Seperti dari dua narapidana yang sudah kabur dari Lapas Batu yang ada di Nusakambangan, Cilacap, Jawa Tengah yang sudah berhasil untuk di tangkap untuk dini hari tadi, Jumat (29/11/13). Dari adanya penangkapan yang di saat ada dua napi yang melarikan diri dari lapas. Adanya suatu kerja sama yang baik dari kepolisian dan Komando Pasukan Khusus (Kopasus).

Seperti dari adanya hal tersebut membuat kopasus yang harus bisa untuk di turunkan. Komandan Pusat Pendidikan dari Kopassus, yang bernama Kolonel Inf. Djoko Andoko memberikan keterangan dalam pers yang menjelaskan adanya suatu kronologi akan penangkapan dari dua nara pidana tersebut.

Seperti yang ada pada pukul 20.00, sudah banyak delapan orang yang ada di Lapas Batu datang untuk menuju ke tempat Komando Latihan Pendidikan Kopasus yang ada di Cilacap. Setelah itu dari mereka yang sudah ditemui oleh sang Komandan Sekolah Komando (Danseko) yang memberikan suatu penjelasan ada dua napi yang sudah kabur dari Lapas.

“Arti dari kedatangan mereka adalah untuk memberikan informasi dan memintak bantuan personel yang mempunyai suatu kemampuan air dan LCR seperti dari perahu karet yang di gunakan untuk pendaratan. Hal ini di gunakna untuk menyisir dari perginya para napi tersebut,” ujarnya menjelaskan.

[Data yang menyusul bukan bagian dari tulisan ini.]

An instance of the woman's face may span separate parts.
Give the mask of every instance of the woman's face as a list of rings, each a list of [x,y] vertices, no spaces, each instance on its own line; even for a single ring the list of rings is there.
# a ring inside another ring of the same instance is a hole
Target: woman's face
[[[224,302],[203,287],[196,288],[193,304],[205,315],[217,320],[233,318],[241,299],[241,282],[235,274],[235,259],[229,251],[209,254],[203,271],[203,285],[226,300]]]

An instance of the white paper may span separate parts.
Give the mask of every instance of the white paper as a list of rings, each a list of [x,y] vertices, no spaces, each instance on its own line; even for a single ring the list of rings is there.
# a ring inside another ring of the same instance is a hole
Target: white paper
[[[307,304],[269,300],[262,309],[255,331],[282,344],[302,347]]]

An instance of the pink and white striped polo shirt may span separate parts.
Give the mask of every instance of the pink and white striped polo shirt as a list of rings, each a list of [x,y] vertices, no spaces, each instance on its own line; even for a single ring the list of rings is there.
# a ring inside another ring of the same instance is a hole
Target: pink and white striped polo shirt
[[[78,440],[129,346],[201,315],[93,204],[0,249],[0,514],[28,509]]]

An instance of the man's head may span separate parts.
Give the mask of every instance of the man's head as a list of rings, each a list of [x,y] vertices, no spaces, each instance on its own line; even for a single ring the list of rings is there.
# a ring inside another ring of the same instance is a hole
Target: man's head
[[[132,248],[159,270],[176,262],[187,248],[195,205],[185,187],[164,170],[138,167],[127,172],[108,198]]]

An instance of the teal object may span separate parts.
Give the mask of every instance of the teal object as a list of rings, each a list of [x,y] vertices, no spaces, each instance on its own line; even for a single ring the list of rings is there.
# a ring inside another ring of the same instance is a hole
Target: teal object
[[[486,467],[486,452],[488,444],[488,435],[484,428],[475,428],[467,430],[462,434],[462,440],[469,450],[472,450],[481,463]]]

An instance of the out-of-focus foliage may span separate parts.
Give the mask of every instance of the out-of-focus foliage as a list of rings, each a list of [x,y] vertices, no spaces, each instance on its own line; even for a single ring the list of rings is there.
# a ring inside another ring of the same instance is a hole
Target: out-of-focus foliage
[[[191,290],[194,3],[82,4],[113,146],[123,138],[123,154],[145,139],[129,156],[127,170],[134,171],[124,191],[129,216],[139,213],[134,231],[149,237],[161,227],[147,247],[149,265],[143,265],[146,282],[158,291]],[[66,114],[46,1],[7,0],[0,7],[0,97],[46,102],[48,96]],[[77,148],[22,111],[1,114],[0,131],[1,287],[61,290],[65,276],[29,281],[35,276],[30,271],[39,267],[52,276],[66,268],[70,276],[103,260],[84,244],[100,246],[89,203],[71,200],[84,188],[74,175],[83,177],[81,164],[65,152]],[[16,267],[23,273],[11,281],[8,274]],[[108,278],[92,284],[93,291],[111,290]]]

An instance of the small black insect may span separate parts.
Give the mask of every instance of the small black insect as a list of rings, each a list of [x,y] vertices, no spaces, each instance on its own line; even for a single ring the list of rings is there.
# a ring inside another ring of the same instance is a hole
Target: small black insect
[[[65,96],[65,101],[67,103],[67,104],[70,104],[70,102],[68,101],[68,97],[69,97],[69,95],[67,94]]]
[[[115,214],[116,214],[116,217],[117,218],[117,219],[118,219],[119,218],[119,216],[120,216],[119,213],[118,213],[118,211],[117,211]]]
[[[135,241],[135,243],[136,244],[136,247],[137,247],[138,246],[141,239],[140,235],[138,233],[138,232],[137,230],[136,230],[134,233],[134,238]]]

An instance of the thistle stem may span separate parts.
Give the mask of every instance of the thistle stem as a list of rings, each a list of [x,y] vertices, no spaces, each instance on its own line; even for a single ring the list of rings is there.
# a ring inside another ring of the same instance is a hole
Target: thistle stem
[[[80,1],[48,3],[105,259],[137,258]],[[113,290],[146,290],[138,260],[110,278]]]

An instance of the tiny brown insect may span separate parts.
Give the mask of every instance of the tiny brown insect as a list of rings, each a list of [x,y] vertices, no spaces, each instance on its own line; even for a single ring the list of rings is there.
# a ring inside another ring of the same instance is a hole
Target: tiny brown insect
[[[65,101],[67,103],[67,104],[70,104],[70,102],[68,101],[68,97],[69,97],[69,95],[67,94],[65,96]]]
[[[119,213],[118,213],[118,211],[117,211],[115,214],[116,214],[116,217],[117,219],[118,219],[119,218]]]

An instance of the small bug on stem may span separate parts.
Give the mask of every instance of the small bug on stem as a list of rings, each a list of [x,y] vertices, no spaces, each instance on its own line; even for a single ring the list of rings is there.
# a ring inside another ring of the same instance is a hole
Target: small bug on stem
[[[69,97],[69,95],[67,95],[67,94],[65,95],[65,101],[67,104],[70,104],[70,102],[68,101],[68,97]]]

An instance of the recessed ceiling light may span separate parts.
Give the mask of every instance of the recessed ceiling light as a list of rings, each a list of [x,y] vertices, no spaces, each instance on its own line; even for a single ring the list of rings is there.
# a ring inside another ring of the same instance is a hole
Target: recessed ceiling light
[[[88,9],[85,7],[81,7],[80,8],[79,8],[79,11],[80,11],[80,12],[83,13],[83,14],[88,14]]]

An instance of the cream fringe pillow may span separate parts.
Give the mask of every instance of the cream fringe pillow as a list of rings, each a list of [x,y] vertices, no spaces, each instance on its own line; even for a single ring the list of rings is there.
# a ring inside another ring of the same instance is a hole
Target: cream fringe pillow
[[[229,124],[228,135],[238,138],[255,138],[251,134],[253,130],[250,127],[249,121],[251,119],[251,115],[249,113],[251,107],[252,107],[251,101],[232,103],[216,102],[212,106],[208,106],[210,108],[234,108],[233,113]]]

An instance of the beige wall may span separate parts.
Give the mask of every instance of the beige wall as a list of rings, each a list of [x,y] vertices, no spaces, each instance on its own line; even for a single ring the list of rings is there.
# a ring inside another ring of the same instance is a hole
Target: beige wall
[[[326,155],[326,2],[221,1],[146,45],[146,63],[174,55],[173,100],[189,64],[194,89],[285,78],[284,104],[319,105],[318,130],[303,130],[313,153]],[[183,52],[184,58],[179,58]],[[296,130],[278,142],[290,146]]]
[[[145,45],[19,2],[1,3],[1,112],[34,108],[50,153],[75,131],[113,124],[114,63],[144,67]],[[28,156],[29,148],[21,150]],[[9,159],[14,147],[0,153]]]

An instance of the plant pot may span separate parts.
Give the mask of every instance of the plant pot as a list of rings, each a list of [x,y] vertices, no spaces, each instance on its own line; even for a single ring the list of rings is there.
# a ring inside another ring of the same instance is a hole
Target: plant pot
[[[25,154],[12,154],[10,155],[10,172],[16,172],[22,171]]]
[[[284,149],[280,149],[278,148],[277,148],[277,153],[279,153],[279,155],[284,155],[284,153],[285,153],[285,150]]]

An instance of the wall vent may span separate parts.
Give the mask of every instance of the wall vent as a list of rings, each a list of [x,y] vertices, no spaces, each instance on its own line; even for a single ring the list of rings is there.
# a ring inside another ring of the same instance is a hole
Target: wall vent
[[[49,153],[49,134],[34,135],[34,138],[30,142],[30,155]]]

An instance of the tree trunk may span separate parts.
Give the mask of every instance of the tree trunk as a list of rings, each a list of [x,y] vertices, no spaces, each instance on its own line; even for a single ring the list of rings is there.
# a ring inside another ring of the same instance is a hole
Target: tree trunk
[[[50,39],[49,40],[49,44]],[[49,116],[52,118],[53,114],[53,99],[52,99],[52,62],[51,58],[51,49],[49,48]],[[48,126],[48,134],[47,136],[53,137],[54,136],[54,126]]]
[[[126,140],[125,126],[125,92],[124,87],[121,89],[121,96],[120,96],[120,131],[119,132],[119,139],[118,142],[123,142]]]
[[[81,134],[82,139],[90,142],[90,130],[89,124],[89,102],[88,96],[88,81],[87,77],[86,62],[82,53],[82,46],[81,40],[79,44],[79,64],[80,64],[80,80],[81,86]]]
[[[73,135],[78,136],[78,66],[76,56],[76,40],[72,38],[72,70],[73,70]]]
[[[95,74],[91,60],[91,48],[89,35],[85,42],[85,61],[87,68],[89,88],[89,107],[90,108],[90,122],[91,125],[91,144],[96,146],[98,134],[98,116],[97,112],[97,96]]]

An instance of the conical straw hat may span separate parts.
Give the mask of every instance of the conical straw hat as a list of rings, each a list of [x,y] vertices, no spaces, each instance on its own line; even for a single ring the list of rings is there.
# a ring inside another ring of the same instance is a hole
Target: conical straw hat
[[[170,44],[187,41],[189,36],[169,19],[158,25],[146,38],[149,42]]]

Dari adanya informasi itu, dari lanjut Djoko, ada dua napi yang masih menyebrang dari nusakambangan dan sedang berupaya untuk melakukan penyebarangan. Informasi yang ada itu bisa di ketahui dari anggota  lapas yang mengerti adanya napi inginkan bantuan perahu, pakaian dan uang. Hal tersebut di ketaui dari pengawas dari lapas Jambi, kebetulan juga si napi berasal dari lapas Jambi.

“Seperti adanya koordinasi yang bisa di laksanakn oleh Danseko dimana sudah mengeluarkn sebanyak 10 personel dengan sebanyak empat LCR untuk bisa membantu tim mencari dari napi itu,” ujarnya.

Dari tim yang akan bisa terus mencari dan mengecek tempat serta dari banyakna perahu-perahu yang sudah di incar. Karena memang sudah di anggap sangat mencurigakan. Akan tetapi tidak di temukan.

Setelah itu dari kopassus yang mendapatkan telepon dari jambi kalau napi tersebut meminta perahu. Maka dari kopassus yang langsung untuk memberikan perahu tersebut menjadi pancingan kepada napi itu. Dan akhirnya semua sudah di ringkus.